Incidentally, I am not actually a Play Therapist. I am a Play Therapist in training. Actually I am a Therapeutic Play Practitioner in training. Next year I will be a Play Therapist in training. It is all very complicated.
Play therapy is, as you may have guessed, therapy through play. Generally it is aimed at children usually under 11, although there are play therapists who work with teenagers and even adults. It works largely within metaphors through the play resources and thus with the subconscious. The primary aim is to give the child the space to sort things out for themselves. It is hard sometimes to explain how it works, but the evidence is that it does. I have currently done about 20 sessions myself and my feeling is that the power in what I am doing is largely behind the fact that the child gets 40 minutes a week with someone where they are able to do whatever they want, where there are no judgements (good or bad), where no one is telling them what to do or how to do it…. where they can just be. A child can sit in silence for 40 minutes if that is what they need (though I will admit that I am thankful that none of my 3 children have done so yet, as it would be a challenge to sit with someone in silence for 40 minutes and remain with them mentally rather than think about my own problems). This is an incredibly powerful thing as when you think about it, most children (and probably most adults) spend a large proportion of their life doing what they have been told to do and being judged for it in some way or another.

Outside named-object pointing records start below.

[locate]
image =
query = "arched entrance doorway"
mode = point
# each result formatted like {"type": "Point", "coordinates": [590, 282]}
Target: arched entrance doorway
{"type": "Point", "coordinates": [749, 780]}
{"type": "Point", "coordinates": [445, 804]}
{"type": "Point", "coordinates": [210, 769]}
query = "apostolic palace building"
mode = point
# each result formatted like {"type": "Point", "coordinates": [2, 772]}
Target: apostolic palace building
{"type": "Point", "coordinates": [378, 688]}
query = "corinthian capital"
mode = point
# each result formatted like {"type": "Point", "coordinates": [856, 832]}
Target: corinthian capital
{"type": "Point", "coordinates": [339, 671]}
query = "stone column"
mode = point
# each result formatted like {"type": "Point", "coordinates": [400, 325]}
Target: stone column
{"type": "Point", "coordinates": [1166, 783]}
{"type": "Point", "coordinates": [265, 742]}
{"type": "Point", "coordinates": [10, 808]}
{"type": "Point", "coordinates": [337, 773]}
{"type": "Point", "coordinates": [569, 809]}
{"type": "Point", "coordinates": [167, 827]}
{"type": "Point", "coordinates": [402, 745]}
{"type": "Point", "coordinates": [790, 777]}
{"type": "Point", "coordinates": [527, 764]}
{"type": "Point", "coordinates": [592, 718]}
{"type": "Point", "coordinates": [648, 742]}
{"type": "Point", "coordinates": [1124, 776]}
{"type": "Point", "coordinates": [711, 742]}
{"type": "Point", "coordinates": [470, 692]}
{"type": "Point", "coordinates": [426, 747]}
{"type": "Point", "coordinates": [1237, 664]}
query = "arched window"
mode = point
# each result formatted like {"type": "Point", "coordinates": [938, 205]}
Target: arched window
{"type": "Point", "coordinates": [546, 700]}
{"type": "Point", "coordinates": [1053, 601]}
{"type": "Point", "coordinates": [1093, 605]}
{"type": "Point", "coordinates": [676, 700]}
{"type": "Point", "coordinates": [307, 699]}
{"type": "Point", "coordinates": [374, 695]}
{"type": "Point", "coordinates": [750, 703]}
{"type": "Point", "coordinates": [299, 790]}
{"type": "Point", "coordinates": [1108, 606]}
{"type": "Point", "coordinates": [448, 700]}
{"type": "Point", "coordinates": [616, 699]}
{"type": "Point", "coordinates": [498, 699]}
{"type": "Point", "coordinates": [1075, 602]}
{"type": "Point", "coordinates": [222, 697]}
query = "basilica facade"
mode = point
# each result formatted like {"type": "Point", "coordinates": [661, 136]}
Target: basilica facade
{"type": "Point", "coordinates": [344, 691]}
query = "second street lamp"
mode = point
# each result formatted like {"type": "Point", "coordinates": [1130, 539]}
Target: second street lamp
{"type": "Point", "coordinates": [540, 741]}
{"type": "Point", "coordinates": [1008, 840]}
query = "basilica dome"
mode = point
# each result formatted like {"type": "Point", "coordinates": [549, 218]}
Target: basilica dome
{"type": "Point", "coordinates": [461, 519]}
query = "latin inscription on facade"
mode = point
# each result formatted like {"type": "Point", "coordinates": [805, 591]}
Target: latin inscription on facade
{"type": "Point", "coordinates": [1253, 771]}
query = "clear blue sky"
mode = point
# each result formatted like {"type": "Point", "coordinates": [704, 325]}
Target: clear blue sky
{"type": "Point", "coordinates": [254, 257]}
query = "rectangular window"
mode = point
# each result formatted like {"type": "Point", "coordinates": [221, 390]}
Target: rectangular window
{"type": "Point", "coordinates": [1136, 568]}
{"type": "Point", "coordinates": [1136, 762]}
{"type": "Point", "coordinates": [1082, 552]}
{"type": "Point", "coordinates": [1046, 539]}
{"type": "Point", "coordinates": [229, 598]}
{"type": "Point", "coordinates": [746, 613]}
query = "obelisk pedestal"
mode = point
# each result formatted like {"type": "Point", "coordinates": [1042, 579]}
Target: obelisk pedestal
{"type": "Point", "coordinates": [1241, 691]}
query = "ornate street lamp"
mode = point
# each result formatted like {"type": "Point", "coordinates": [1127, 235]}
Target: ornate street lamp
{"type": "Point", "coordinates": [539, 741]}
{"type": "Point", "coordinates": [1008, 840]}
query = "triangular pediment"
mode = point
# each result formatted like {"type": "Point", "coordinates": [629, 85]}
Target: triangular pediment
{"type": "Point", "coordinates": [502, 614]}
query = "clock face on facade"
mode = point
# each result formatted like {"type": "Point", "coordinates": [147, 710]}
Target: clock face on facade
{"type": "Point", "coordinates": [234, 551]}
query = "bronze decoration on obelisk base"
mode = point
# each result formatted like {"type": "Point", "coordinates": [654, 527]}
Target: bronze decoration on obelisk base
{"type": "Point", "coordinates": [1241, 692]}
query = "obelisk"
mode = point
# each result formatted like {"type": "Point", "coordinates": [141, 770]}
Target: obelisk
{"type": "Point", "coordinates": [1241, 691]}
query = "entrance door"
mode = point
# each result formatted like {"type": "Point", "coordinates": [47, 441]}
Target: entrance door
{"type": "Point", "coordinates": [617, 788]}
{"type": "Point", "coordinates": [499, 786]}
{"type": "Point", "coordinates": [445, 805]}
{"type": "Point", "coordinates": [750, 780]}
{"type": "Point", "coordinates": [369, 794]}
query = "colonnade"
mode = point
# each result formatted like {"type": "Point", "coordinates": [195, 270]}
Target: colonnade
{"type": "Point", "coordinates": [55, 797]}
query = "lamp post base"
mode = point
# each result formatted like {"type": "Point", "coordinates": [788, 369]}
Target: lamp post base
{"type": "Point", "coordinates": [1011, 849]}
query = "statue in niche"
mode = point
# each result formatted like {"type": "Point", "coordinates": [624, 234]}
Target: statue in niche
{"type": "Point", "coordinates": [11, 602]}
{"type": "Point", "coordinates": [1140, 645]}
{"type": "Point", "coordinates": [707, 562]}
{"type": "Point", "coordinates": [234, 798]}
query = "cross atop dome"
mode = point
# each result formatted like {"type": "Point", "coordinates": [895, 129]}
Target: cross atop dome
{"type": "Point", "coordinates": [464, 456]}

It really is an incredible thing and I am so very proud to be a part of it, to be a part of making a difference in these children’s lives.
However, it is not without its difficulties. I am having to learn to try to put these children aside in my mind after their sessions and this is difficult for me. I am an obsessive sort of person, I always have been, but it is finally beginning to exhaust me. This is not helped by the fact that I am a Play Therapist on Mondays and then between Tuesday and Friday I squeeze in 40 hours of work as a Deputy Manager of a Day Nursery. I work very closely with children who have equal difficulties to those that I work with as a therapist and that is a lot for my mind to cope with. It saddens me that there are so many young children out there with such deep emotional difficulties. I would like to take all those worries and struggles away from them but instead I must help them find ways to manage them, to cope with them themselves because I cannot fix their lives.
I am finding ways to clear my mind, to relax (I am not a relaxed sort of person) and to use my free time in a way that regenerates me.
Unfortunately this week I have a cold, and having just worked around 48 hours this week I am extraordinarily exhausted and I feel that I will never feel awake again.
My husband has made me an origami butterfly and I am hopeful that will make everything well.